Black Mirror predicts a world of powerful technology – but which ones would we be willing to use? A new poll from YouGov has found out.
What with the dystopian nature of many Black Mirror episodes, you’d be forgiven for not particularly wanting to get your hands on some of the tech on display in the show. Bikes you have to ride endlessly to earn “tokens” to keep the lights on? Constantly rating each other based on social interactions? No thanks.
But now, a new YouGov survey has discovered which pieces of Black Mirror technology we’d most like to adopt in our own lives and which we’d rather leave in Charlie Brooker’s fictional world. And the piece of tech we’d be most comfortable using? An implant allowing us to record everything we see and hear.
The technology comes from Season 1 episode The Entire History of You, set in an alternative reality in which people have implants recording everything they see and hear – memories that they can ‘rewind’ and rewatch.
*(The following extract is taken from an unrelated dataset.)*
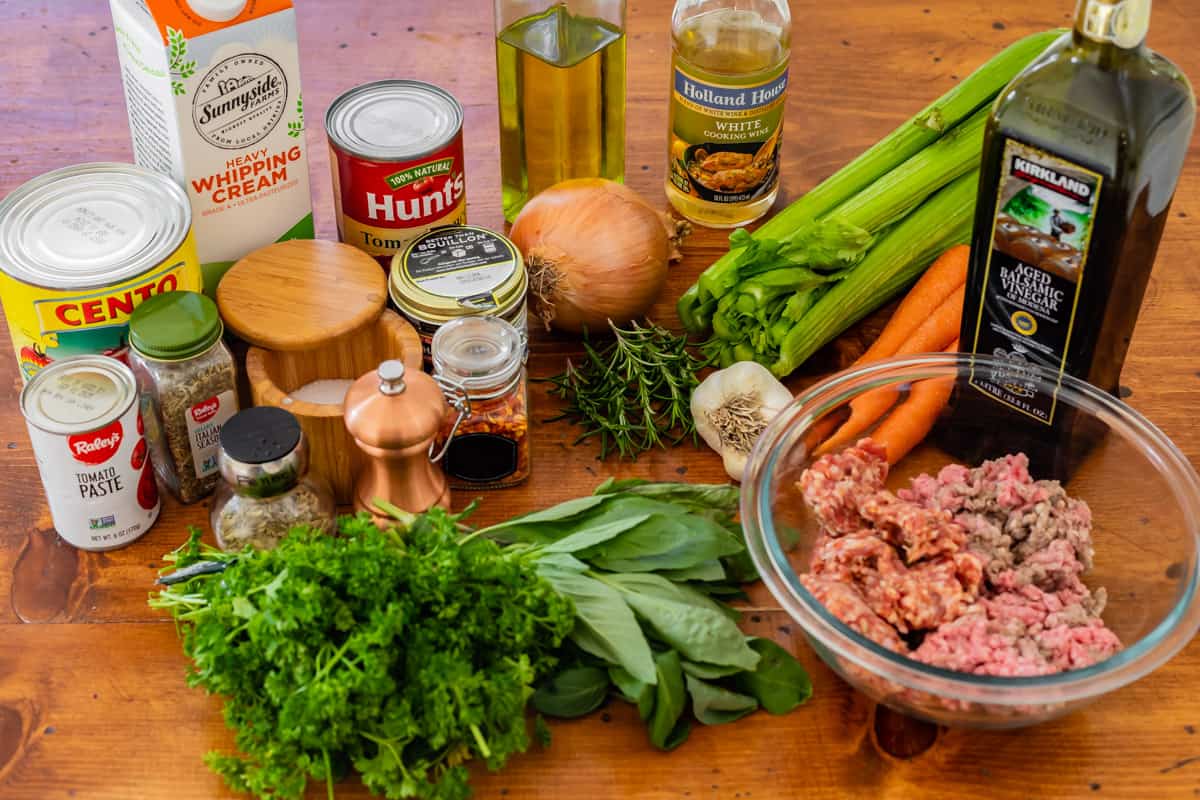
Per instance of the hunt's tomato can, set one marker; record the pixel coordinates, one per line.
(83, 246)
(397, 163)
(85, 426)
Nearly 3 in 10 people (29%) said they’d be willing to use this technology – despite the depressing ending of the episode, in which a man rips his implant out having discovered his wife’s affair.
21% said they’d use optical implants allowing you to see through someone else’s eyes or live forever in a virtual reality, 19% would be willing to use tech to spy on their kids, and 17% would be willing to use a “memory machine” enabling users including police and insurance companies to replay memories.
Unsurprisingly, the study also found that young people are far more likely to adopt Black Mirror-esque technology than older people. 44% of 18-24 year olds, for example, said they’d like to live “for eternity after death” in a virtual reality world, compared to 16% of 50-64 year olds and just 8% of people aged over 65. Men were also more likely to use futuristic tech than women.
And – in perhaps especially dystopian news – a third of parents “would be willing to implant their children with tech that would let them spy through their child’s eyes”, as in Season 4’s Arkangel. 31% of parents said they’d use the technology, compared to 19% of the general population.
Although much of the technology seems fanciful and somewhat ridiculous, many elements of the Black Mirror world are becoming increasingly possible – and not just the aforementioned Chinese social rating programme. According to tech site Motherboard, scientists are also working on the ability to erase memories, on chips “that can be implanted in the brain to help form and store long term memories”, and on technology that will preserve our digital footprint after our deaths – so the dystopian world we’re watching on screen may be closer than we think.